Barriera corallina su tela: potremmo essere costretti a vederla solo cosi, in futuroQuando pensiamo alla natura e alla tutela degli ecosistemi inevitabilmente pensiamo a boschi, laghi, fiumi, foreste, spiagge; è normale, ciò che vediamo e in cui viviamo, anche se solo per pochi giorni l’anno durante le vacanze, è quello che più facilmente ci sta a cuore e tendiamo a voler proteggere. Della salute del mare e di uno dei suoi simboli e motori del suo ecosistema, le barriere coralline, invece, nonostante se ne parli molto, sembra interessare un po’ meno anche a chi si definisce ambientalista; forse non averlo sotto casa o non conoscerlo profondamente rende da una parte noi meno sensibili ai suoi problemi e dall’altra il lavoro di tutela e salvaguardia operato da associazioni e governi decisamente più difficoltoso.

L’ecosistema marino è in forte sofferenza, la maggior parte delle barriere coralline è infatti ormai a rischio ed è notizia di questi giorni che, anche se il riscaldamento globale dovesse essere contenuto entro i due gradi (la soglia calcolata per la sopravvivenza di molti ecosistemi), ben il 70% di esse potrebbe essere compromesso entro il 2030. Questo è il bollettino di guerra frutto di un vasto studio internazionale coordinato dall’Istituto di ricerca sull’impatto climatico (PIK) di Potsdam, in Germania, e pubblicato su Nature Climate Change. In sostanza l’innalzamento delle temperature degli ultimi anni ha già messo in sofferenza tutti gli organismi marini che compongono le barriere coralline, innescando un pericoloso effetto a catena che come risultato finale provoca un progressivo sbiancamento dei coralli. Inoltre, a dare il colpo di grazia ci sarebbe la progressiva acidificazione degli oceani dovuta all’assorbimento dell’anidride carbonica atmosferica.

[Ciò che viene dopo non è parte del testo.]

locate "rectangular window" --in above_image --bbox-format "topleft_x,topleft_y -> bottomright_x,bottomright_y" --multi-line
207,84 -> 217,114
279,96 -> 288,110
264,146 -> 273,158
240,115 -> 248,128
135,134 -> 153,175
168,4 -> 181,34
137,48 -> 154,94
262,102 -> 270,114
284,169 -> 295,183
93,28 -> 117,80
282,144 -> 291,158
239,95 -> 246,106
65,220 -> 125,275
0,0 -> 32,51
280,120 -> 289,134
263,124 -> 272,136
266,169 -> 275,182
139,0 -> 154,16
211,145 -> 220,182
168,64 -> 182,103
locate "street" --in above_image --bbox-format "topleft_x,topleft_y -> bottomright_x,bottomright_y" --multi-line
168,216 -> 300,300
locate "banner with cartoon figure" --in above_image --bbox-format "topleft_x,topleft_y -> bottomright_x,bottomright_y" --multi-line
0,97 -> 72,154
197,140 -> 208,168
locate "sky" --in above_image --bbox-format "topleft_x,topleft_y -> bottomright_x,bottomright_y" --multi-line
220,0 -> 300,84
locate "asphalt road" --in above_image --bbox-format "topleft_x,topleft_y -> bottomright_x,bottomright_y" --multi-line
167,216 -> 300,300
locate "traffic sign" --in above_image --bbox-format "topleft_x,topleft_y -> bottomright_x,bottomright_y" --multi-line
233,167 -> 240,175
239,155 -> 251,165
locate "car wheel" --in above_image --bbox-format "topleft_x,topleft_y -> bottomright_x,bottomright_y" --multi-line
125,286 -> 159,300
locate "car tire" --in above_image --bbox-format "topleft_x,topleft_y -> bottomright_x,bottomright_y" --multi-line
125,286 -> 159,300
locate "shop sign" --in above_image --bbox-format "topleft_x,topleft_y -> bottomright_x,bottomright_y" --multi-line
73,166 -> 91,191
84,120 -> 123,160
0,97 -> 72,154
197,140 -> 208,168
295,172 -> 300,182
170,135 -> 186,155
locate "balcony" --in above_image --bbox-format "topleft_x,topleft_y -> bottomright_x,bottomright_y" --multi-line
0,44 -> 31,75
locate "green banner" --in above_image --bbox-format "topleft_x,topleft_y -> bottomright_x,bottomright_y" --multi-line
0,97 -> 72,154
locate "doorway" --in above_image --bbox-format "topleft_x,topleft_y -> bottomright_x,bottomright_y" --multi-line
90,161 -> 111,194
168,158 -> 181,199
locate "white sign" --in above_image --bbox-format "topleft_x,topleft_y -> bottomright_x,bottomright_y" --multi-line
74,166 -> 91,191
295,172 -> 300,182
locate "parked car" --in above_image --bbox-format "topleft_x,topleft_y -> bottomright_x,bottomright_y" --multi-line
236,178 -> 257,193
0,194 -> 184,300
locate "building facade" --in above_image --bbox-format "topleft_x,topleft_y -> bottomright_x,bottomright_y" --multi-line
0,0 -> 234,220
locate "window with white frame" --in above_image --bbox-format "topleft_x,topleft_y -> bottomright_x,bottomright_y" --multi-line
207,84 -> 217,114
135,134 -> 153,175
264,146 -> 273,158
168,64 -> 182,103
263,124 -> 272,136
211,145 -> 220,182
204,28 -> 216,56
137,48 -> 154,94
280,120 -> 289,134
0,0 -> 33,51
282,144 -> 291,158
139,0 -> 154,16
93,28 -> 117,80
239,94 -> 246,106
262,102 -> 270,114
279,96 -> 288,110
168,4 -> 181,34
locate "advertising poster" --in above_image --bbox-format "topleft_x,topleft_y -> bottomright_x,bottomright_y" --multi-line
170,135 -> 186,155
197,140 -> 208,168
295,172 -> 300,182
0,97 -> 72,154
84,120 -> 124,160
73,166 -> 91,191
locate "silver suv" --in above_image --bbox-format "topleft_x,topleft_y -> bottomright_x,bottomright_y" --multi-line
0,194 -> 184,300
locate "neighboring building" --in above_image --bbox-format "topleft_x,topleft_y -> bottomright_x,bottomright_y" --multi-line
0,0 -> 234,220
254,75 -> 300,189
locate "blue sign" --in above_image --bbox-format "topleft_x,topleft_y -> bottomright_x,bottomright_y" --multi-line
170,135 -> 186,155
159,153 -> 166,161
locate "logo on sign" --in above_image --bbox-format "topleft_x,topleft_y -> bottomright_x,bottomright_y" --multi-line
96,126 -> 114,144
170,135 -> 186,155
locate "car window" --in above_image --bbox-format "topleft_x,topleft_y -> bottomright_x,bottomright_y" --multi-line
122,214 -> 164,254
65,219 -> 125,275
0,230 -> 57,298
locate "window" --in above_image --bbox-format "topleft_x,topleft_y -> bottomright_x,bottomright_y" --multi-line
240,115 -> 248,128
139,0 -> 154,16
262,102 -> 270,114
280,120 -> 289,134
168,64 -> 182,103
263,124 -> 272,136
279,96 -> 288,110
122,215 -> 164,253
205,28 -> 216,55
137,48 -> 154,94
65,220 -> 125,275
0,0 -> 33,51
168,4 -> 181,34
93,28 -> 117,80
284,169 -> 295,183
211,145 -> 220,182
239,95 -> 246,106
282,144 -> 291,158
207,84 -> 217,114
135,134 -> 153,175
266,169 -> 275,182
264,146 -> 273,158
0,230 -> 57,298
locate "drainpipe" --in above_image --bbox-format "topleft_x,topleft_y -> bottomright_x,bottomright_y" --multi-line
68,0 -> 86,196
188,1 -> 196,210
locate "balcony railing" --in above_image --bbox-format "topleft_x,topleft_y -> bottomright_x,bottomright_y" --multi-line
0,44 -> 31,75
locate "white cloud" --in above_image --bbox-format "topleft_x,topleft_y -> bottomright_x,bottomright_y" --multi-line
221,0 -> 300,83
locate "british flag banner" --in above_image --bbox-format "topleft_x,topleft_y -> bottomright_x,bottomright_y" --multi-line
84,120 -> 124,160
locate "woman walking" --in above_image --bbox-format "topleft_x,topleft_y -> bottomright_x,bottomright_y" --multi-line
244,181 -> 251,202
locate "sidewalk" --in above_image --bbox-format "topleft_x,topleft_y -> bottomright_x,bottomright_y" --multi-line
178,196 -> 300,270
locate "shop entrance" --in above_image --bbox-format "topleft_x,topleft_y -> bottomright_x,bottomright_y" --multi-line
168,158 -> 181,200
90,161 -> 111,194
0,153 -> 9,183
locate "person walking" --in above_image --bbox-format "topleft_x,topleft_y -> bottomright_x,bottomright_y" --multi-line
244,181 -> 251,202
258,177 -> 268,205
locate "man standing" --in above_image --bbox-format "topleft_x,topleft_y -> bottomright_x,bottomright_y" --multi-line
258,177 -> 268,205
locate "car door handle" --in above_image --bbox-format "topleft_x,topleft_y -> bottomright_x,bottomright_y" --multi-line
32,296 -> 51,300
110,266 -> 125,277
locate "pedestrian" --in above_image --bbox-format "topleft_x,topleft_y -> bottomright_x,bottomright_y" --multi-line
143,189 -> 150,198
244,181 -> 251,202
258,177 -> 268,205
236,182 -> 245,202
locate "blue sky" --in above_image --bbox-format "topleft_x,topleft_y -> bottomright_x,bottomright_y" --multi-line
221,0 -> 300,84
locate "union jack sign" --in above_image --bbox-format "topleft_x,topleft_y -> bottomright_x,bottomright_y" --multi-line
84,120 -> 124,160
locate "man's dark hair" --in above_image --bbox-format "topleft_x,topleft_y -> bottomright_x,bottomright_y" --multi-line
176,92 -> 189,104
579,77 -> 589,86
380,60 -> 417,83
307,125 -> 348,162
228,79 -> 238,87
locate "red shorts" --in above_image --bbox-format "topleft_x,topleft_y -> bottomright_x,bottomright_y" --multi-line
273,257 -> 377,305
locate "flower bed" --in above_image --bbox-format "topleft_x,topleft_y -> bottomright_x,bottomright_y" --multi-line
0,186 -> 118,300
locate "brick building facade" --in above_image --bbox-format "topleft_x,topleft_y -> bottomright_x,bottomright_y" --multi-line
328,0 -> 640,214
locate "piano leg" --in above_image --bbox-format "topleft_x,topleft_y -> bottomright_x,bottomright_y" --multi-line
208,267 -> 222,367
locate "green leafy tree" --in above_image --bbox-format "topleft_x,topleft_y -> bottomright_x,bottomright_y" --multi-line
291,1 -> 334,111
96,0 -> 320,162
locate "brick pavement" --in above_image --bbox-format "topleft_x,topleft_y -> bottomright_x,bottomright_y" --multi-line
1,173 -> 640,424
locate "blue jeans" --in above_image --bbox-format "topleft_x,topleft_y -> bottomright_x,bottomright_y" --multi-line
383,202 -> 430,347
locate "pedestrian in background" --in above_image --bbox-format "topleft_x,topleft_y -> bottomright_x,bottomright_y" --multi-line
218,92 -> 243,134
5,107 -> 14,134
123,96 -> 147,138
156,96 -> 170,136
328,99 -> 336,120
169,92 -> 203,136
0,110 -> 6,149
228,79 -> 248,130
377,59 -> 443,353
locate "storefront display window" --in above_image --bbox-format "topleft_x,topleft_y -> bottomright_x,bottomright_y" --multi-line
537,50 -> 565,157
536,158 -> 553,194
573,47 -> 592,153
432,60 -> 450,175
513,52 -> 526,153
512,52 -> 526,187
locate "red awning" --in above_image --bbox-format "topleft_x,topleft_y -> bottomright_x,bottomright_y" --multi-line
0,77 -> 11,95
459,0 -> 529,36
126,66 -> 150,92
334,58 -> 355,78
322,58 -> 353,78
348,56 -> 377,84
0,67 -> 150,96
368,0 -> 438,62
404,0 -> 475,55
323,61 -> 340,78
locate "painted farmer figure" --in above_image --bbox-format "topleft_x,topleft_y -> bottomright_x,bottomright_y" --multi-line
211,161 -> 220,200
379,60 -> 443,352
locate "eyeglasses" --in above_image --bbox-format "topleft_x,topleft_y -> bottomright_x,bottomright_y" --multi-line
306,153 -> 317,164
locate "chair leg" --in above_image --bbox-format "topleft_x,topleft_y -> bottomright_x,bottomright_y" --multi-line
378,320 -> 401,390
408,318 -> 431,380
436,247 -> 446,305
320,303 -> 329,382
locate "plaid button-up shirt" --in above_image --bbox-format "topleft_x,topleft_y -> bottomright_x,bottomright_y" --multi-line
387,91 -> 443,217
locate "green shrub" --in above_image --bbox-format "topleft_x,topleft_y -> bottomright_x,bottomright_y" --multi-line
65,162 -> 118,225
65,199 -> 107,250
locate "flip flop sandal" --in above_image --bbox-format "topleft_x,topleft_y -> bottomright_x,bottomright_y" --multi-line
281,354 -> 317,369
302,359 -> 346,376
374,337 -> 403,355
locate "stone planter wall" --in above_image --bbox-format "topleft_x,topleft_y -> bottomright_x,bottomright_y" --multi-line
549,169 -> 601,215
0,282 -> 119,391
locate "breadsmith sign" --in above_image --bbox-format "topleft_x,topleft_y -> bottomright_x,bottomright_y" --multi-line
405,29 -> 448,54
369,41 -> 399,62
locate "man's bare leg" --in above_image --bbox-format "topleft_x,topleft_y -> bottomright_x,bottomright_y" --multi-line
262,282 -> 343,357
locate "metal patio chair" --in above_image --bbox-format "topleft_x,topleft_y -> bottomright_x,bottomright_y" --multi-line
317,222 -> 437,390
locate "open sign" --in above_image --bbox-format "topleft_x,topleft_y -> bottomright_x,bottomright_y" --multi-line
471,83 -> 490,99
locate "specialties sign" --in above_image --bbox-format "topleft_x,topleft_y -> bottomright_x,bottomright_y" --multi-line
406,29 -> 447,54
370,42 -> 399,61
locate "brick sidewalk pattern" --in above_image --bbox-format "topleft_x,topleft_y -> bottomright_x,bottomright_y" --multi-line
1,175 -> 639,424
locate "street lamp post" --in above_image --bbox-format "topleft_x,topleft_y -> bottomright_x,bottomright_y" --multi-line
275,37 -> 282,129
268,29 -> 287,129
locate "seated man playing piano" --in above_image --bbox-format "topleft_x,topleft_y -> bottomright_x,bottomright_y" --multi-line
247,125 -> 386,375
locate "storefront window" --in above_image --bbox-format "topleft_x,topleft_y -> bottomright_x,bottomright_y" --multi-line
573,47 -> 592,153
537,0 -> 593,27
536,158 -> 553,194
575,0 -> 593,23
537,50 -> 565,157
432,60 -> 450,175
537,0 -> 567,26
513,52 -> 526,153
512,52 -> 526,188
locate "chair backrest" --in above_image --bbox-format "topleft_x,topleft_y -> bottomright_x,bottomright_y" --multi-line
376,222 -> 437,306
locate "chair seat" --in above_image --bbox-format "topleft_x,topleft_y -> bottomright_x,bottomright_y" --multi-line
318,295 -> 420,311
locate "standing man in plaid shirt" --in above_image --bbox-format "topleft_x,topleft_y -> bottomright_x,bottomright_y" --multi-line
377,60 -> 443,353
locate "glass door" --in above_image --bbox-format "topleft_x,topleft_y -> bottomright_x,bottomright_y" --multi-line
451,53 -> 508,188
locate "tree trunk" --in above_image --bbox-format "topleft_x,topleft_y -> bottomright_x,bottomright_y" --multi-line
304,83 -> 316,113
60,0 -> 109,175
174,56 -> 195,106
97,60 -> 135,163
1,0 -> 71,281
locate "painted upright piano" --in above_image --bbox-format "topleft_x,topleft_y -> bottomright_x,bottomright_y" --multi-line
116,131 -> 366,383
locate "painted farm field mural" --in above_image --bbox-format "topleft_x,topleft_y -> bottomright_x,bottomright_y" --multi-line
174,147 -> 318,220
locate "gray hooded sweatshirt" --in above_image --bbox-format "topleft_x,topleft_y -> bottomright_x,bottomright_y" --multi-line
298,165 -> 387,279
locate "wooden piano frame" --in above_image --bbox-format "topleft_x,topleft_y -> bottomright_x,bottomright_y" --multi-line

La morte delle barriere non è solo un affare marino, ma un problema decisamente terrestre che colpisce tutti, dai paesi come il nostro (a diretto contatto con il mare) a stati come il Kansas (dove il mare si vede solo in tv); esse sono habitat insostituibile di una molteplicità infinita di pesci, crostacei, microrganismi e alghe, se venissero a mancare l’equilibrio oceanico sarebbe per sempre rotto. Le conseguenze nocive sarebbero ad ampissimo raggio, i mari si spopolerebbero compromettendo l’alimentazione di qualunque animale (tra cui l’uomo) si nutra di pesce, le coste di molti paesi sarebbero velocemente erose ed esposte a intemperie, la temperatura del Pianeta sarebbe ulteriormente danneggiata dall’inattività di questi giganteschi e complessi ecosistemi; ecco perchè la proiezione fatta sul 2030 e l’idea che le prossime generazioni potrebbero conoscere le barriere coralline da foto e quadri devono spingerci a fare la nostra parte, ogni giorno. Scegliere la sostenibilità ha un effetto infinitamente più ampio di quel che possiamo pensare ed è una scelta che non può essere rimandata: potrebbe essere troppo tardi, riflettiamoci un po’ più spesso.